Crónicas

A última conversa

Fui uma adolescente comum, com aquele padrão de humor que, em poucos instantes, transforma uma manhã clara num dia de tempestade

Fez mais um ano, passou a correr, mas sei que, numa boa parte desse tempo, pensei na minha mãe e em como continuo a considerar injusta aquela morte numa cama do hospital, a poucos dias de receber alta. E lembrei-me todas as vezes que me faltou a inteligência, o conselho, o sorriso e o espírito complicado, caótico e contraditório que atravessou a minha infância.

A minha mãe era tudo isso. A mão que media a febre, que afastava o cabelo da cara e a mesma mão que metia ordem. E foi a pessoa com quem mais gritei em discussões violentas que, de forma invariável, terminavam comigo a bater a porta do meu quarto e chorar em cima da cama.

Fui uma adolescente comum, com aquele padrão de humor que, em poucos instantes, transforma uma manhã clara num dia de tempestade, e há provas disso na casa do Laranjal. A porta do meu antigo quarto ainda fecha mal por causa de todas as vezes que me impediu de ir ao cinema.

Acho que esperava outra filha, mais como ela, simpática e faladora e saiu-lhe uma menina de mau feitio, daquelas que respondem demais ou ficam caladas a um canto, cheias de vergonha. E queria que eu gostasse dos vestidos, das saias e das meias em renda branca de algodão. Nem o cabelo lhe fazia a vontade e não aguentava os ganchos que trazia da Casa Gonzalez.

Não fomos simples, a minha mãe e eu, mas isso talvez seja assim por aí, com todas as mães e filhas, com esses laços tecidos em contradições, entre o carinho de ser o único porto seguro e o mais austero dos juízes, de cuidar e educar, de amar e dizer muitas que não.
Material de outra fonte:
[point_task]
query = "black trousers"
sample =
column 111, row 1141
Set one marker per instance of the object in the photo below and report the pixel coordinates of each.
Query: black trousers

A minha mãe disse-me muitas vezes que não. Que não podia, que não devia e, sobretudo, que não podia, nem devia e não tinha dinheiro. E foi mais vezes exigente do que os momentos que condescendeu. Eu devia ser melhor, todos os dias em todas as coisas que fizesse, fosse a cevada que lhe servia ao lanche, fosse as notas da escola.

E não era fácil, nada era simples ou fácil com a minha mãe, mas foi bom crescer com ela, agarrada à saia de uma mulher desempoeirada, que ouvia notícias, discutia política e bola e cantava sem fugir do tom todas as músicas que tocavam na rádio. E era bom comer os bolos que fazia, mesmo os que não acertavam e ficavam crus.

O mais reconfortante de tudo era dar-lhe o braço no domingo à noite quando vínhamos da casa do meu avô e ouvi-la falar do futuro. “Vais tirar um curso, vamos ter uma casa de dois andares e um lago para patos e peixes vermelhos, um daqueles que há nas quintas”.

A nossa última conversa foi na cama do hospital e foi a falar do futuro, do meu. Lembro-me de que estava triste, a vida tardava em arrancar como imaginara e a minha mãe ouviu-me com paciência, endireitou-me o cabelo umas duas ou três vezes – “essa mania de andar com os olhos tapados” – e, no fim, garantiu-me que ia ter tudo, só precisava de acreditar e de dar tempo.

“O que é teu ninguém leva”, mas eu achei que era conversa de velhos, um conselho piedoso de mãe a tentar animar a filha de 24 anos. E o que dói é não ter maneira de lhe dizer que sim, tinha toda a razão.